To me, one of the most important parts of life is human connection. We can have the best job, excellent health, plenty of money, or whatever else; but if you don't have vibrant, loving relationships, it's impossible to feel the highest levels of joy.
Developing these relationships with other people requires both participants to be vulnerable and compassionate. This isn't necessarily true for everybody, but for most heterosexual men, we're socialized to associate vulnerability and compassion -- especially shared with other men -- with being effeminate or homosexual. On top of this toxic masculinity, we're led to believe that being open about our emotions, our hurt feelings, or our weaknesses, is also unmanly. For many adult men, unlearning this deeply embedded conditioning is extremely difficult and requires willingness to go against what you've been taught for years, sometimes decades.
Not only are these notions harmful for our mental health, toxic masculinity also robs men of the types of human connections with others that help us be our best for ourselves and for the people that we love.
I have made the choice to be vulnerable about my life and my emotions, and I think it makes me a better writer when I'm more honest. I've been humbled by some pretty amazing comments about how my openness has affected people, which encourages me to continue sharing.
Being open about my life with CF means that vulnerability is part of it. I've discussed (jokingly and seriously) my life expectancy with friends, a discussion that inevitably brings people closer. I've noticed that my ability -- eh, tendency is probably the better word -- to discuss heavy topics opens up the possibility for us to talk about our emotions, fears, and concerns.
Writing about my feelings has helped me thoroughly develop my communication skills, but I recognize this isn't true for all men. Because of our lifelong conditioning, if we don't hone the language required to talk about our emotions, it's difficult to convey them.
For many men, I'd argue it's not as hard to have vulnerable, platonic relationships with women. I think that's because the traditional (but becoming more obsolete, which I think is good) parental roles are that the father is the stoic breadwinner, whereas the mother is the emotional caretaker. A man's spouse, mother, or female friends typically carry the burden of his emotional needs. Learning how to deal with our own feelings and communicating with other men in our lives is the right thing to do for ourselves, our friends, and our loved ones, especially the women who have been there for us.
I've had some wins lately, but I will forever remember 2018 as a terrible year -- the year we lost my 29-year-old sister, Alyssa, to CF and then started grieving her. Everything that has happened this year is viewed with the grim reality of my sister's fate in the background. Throughout my own life with CF and my sister's declining health I have had resounding support from many people. I've needed every ounce of it.

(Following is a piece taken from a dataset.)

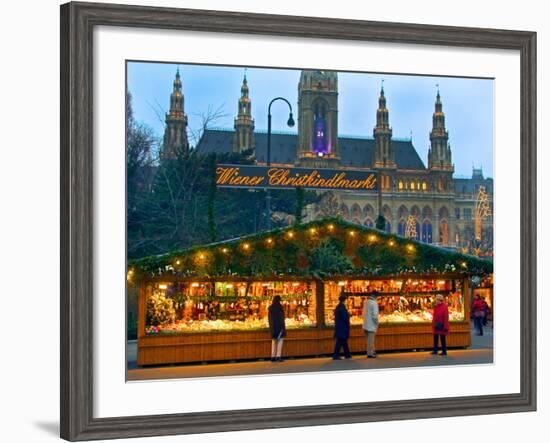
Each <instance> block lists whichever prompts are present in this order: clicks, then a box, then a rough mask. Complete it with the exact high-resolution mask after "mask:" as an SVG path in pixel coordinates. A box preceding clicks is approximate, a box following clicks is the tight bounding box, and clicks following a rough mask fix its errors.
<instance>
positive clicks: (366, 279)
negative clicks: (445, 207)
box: [128, 218, 493, 366]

When I wondered what life would be like without my sister, I suddenly worried about becoming an only child. The truth is, blood isn't the only thing that can make people close like siblings. The friendships I've developed with my guys feel like brotherhoods. The love I have for them is fundamentally part of who I am. I would not be here without having their support, whether it was having a shoulder to cry on, listening to me vent over a beer or coffee late at night, or being there for me in moments when I needed to get my mind off things and just laugh and live life. I've never been afraid to express my love for them, and I hope I say it enough to them because I never want people to go without knowing that they mean the world to me.
I don't think it's possible for a relationship to ever be more than an “acquaintanceship” if you never broach serious issues. These relationships with my male friends have allowed me to thoroughly process the emotions that come with having CF and losing a sibling.

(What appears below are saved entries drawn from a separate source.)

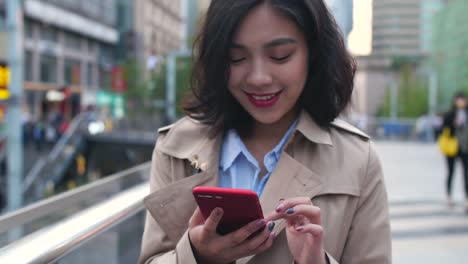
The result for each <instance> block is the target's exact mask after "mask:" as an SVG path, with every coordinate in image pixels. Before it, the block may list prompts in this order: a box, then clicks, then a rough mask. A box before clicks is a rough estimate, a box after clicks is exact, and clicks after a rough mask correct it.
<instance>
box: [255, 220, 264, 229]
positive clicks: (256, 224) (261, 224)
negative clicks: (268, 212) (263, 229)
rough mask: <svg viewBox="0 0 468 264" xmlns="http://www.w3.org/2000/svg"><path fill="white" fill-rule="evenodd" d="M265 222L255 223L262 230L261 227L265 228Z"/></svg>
mask: <svg viewBox="0 0 468 264" xmlns="http://www.w3.org/2000/svg"><path fill="white" fill-rule="evenodd" d="M265 224H266V223H265V220H264V219H260V220H257V222H256V223H255V225H256V226H257V227H258V228H260V227H263V226H265Z"/></svg>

Everybody deals with traumatic events differently, and that's OK. What isn't OK is repressing the emotions that are part of being human. I also want to make something clear: Viewing or deriding vulnerable men as effeminate or homosexual is a tired, homophobic trope.
The blunt reality is that emotions are neither masculine nor feminine; emotions are human. Men, you don't have to feel compelled to share your emotions with everybody. There are relationships we all have where discussing our feelings just isn't that big a part of it. That's fine. But alienating those who are honest about their emotions or labeling emotions in a way that discourages people from sharing them is unacceptable.
We are better people when we are honest about our feelings; it helps us empathize with others. It nurtures relationships. It brings more vibrancy and joy in life. And lastly, it makes the world a better place for all of us.
Men, it's time we take responsibility and get better about how we handle our emotions.